Sunday, April 02, 2006

On writing and smoking

Ben MacIntyre in the Times Online:

Some writers simply could not do one without the other. Sir Compton Mackenzie wrote 81 books by the age of 74, having smoked, according to his own estimate, at least half a ton of tobacco. 'The harder I work,' he declared, 'the more I need to smoke because tobacco is the handmaid of literature.'

A less likely apostle for smoking was J. M. Barrie who wrote My Lady Nicotine: A Study in Smoke, 14 years before the arrival of Peter Pan.

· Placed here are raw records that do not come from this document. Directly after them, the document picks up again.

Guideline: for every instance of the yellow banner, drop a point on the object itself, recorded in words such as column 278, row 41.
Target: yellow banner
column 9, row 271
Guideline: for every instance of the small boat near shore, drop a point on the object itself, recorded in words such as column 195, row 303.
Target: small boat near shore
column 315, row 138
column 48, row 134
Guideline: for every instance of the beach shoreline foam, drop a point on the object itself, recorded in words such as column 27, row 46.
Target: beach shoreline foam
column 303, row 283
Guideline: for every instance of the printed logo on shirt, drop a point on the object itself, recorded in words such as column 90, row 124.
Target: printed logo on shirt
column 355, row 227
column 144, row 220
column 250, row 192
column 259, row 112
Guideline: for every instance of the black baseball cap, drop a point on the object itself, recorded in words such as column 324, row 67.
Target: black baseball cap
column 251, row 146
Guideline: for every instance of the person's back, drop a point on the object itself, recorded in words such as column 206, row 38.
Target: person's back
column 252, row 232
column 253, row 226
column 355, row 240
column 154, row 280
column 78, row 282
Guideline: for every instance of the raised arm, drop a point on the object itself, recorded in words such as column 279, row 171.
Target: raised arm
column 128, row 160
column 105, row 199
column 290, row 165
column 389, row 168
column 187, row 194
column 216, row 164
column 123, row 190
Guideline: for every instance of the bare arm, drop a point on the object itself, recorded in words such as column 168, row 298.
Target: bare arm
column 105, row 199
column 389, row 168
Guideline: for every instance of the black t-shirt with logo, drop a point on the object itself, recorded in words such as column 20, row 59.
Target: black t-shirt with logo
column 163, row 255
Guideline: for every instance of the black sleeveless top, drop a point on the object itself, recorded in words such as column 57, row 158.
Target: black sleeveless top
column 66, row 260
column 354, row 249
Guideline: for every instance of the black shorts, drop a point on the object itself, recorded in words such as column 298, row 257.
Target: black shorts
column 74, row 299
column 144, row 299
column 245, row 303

Barrie taught generations of children to believe in fairies; he, on the other hand, believed in the magic of smoking. With the introduction of tobacco, England woke up from a long sleep, he wrote in 1896. 'Suddenly a new zest had been given to life.'

Mikhail Bakhtin may be the only writer who actually smoked what he wrote. Driven to distraction by a wartime shortage of cigarette papers, the Russian literary theorist ended up smoking the manuscript of his book on the Bildungsroman. Others found the joys of smoking superior to all other earthly temptations: 'A woman is only a woman,' Rudyard Kipling wrote in The Betrothed, 'but a good cigar is a smoke.'


Actually, though, I feel many writers over the years must have smoked what they have written when cigarette papers ran in short supply.